Climate Change: It Can’t Wait

Whether you lean left or right politically, it is hard to deny the scientific facts proving the planet is actively suffering the effects of climate change and global warming. 

From severe or unpredictable weather patterns to melting glaciers in Greenland and Alaska, the world is in major trouble. Scientists believe people only have 12 years left to slow down global warming before the effects worsen.

Students may feel unable to do anything about their dissatisfaction with the current political stance on climate change, but current youth presence in the media  is contradicting a lack of action. On Sept. 20, students around the world skipped school to attend over 4,000 separate events to demand environmental action. Students have taken initiative and begun to address the current climate crisis by asking the government to reduce carbon emissions and devise a plan to stay within 1.5 degrees Celsius of global heating. Beyond this temperature, the current effects go from bad to terrifying. 

I’ve recently been inspired to become increasingly involved in the climate conversation due to 16-year-old Swedish climate activist Greta Thunberg. The teenager has become a prominent leader in the movement to educate people on climate change. Thurnberg has created major political statements like sailing 13 days across the Atlantic Ocean in a zero-emission boat to avoid greenhouse gasses planes emit. She gave a passionate speech Sept. 23, addressing government officials at the 2019 United Nations Climate Action Summit. 

“This is all wrong,” Thunberg said in the speech. “I shouldn’t be up here. I should be back in school on the other side of the ocean. Yet you all come to us young people for hope. How dare you.” The powerful nature of the activist’s words expectantly shocked listeners but more importantly, pushed influential leaders to acknowledge her message of urgency. The speech is what really made me emotionally connected to the issues of climate change. The environmental crisis is more serious than people realize and in the future and, in the future, it will become a life or death situation. 

 After Thurnberg vocalized her demand for change, a panel of 15 other young activists filed a legal complaint against five separate countries for violating the rights of a child by not taking proper measures to control global warming.

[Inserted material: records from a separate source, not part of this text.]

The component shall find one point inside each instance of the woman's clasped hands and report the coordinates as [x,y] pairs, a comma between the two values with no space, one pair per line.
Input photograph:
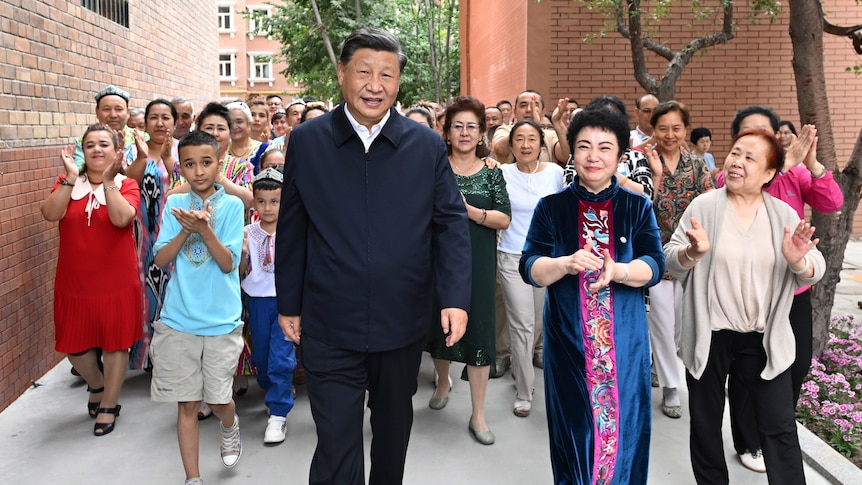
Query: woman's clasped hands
[586,260]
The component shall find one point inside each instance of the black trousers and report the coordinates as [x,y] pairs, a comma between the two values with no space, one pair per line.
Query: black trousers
[743,424]
[771,404]
[336,381]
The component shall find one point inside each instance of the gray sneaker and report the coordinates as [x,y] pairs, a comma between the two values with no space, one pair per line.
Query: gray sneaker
[231,444]
[500,367]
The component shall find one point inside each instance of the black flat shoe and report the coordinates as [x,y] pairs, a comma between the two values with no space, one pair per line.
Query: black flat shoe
[92,407]
[101,429]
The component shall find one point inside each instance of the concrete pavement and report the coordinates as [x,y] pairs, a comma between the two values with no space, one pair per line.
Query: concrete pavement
[47,436]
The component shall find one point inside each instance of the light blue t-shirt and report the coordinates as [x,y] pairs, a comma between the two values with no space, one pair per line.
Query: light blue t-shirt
[200,298]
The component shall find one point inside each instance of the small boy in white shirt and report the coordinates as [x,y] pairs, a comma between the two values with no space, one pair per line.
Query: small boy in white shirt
[272,352]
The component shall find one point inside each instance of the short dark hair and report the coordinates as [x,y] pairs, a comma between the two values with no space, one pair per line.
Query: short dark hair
[789,126]
[421,111]
[197,138]
[607,101]
[531,123]
[531,91]
[163,101]
[698,133]
[669,107]
[604,119]
[372,38]
[214,109]
[752,110]
[265,184]
[115,139]
[775,156]
[277,116]
[471,105]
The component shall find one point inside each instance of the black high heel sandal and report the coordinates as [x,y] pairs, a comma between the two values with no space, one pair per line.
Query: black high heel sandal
[101,429]
[92,407]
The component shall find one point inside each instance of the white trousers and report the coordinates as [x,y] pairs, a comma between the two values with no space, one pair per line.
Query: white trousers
[665,327]
[524,305]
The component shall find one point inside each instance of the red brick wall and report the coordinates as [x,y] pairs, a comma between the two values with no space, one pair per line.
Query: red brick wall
[753,68]
[56,55]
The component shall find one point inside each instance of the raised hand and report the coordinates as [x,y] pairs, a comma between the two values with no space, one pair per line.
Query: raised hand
[67,155]
[141,146]
[583,260]
[606,275]
[698,239]
[801,148]
[112,170]
[797,242]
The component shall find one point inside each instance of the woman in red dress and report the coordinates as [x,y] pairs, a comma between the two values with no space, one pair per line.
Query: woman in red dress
[97,291]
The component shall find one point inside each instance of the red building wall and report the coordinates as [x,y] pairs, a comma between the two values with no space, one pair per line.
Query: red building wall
[56,55]
[515,45]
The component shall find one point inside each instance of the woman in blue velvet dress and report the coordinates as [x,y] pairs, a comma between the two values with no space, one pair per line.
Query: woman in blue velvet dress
[596,247]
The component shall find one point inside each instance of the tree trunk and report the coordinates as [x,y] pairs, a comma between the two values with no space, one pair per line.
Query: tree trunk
[806,35]
[325,36]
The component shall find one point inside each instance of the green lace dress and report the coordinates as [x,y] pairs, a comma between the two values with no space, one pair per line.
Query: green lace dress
[485,189]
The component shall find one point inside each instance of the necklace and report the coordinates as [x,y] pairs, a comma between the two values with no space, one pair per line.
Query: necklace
[530,174]
[458,169]
[245,154]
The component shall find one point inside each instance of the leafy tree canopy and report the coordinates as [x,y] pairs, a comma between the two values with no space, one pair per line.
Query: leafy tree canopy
[294,23]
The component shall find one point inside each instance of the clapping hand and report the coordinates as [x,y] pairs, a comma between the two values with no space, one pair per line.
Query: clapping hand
[67,155]
[583,260]
[193,221]
[698,240]
[803,149]
[797,243]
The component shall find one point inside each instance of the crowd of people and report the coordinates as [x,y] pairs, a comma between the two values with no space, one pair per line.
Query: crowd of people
[254,239]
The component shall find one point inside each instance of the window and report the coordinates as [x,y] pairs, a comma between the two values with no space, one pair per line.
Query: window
[256,11]
[114,10]
[227,66]
[225,18]
[260,67]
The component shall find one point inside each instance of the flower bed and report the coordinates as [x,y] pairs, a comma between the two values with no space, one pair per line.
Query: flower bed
[830,404]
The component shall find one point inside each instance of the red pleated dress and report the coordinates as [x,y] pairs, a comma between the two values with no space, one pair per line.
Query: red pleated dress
[97,291]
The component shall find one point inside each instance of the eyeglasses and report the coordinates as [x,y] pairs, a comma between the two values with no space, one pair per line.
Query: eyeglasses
[471,127]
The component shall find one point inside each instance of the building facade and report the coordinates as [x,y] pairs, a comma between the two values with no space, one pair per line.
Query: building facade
[56,56]
[247,58]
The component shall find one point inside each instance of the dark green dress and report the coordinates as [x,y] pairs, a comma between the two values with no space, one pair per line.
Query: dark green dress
[485,189]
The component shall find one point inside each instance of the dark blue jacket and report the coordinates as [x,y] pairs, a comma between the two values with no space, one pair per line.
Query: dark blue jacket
[362,237]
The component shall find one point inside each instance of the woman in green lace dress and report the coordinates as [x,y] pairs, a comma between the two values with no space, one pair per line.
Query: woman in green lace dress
[484,192]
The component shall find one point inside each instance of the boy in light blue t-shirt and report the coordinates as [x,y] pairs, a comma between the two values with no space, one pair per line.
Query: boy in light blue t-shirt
[198,338]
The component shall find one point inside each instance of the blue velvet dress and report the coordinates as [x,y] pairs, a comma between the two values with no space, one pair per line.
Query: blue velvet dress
[597,386]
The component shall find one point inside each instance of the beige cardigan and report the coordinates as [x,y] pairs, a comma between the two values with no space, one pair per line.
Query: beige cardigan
[778,339]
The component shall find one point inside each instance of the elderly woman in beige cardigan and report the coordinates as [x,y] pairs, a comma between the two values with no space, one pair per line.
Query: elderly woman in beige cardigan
[740,254]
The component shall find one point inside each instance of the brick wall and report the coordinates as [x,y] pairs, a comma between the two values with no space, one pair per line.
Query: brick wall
[56,55]
[753,68]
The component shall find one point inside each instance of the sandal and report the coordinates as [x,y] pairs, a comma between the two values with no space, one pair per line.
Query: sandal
[92,407]
[101,429]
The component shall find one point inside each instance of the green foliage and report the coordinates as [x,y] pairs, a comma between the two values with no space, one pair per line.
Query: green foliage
[303,50]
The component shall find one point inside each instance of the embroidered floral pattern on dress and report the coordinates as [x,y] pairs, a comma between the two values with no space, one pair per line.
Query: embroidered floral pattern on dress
[195,248]
[265,247]
[598,327]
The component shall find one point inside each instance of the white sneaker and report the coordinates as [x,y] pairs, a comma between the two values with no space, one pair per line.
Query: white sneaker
[231,444]
[753,461]
[276,430]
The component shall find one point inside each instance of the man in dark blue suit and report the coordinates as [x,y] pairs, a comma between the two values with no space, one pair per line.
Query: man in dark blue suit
[371,223]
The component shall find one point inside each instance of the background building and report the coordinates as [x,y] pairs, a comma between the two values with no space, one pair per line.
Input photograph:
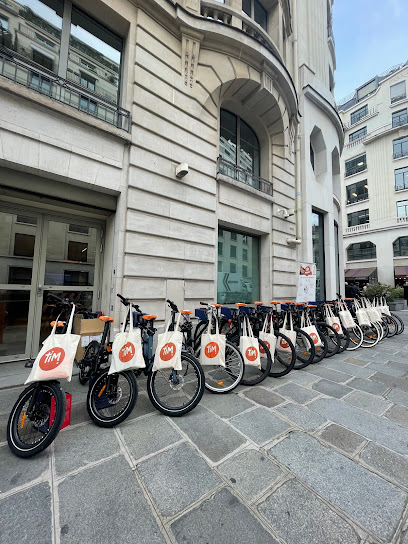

This gives me hope for the future. It is inspiring to see teenagers standing at the front lines and influencing not only their peers, but adults as well. 

The main goal of such efforts is to demand the attention of national representatives to facilitate the reform of climate policies. A solution to the threat of global warming has been the promotion of the Green New Deal, which is a congressional resolution proposed February 2019 to eventually stop the use of fossil fuels in the U.S. and establish a more sustainable clean energy industry.

I think at this point, every decision society makes is vital to ease the effects of the climate crisis. Everyone should be pressuring powerful officials to take action. This is especially important now since the 2020 elections are getting closer by the day. A candidate’s response to the expansive amount of strikes that recently took place reflects heavily on that person’s electability. That being said, age is irrelevant when it comes to making change; go research, protest, get on social media and connect with other activists. Join a strike and vote in the next election if possible. No one is ever too young to be heard or make a difference. Our voices are more important now than ever. It is our generation’s responsibility to recognize the state of our environment; we are going to inhabit this planet long after any current political leader. We are the next generation of voters, so strong knowledge on issues like climate change is of immense importance.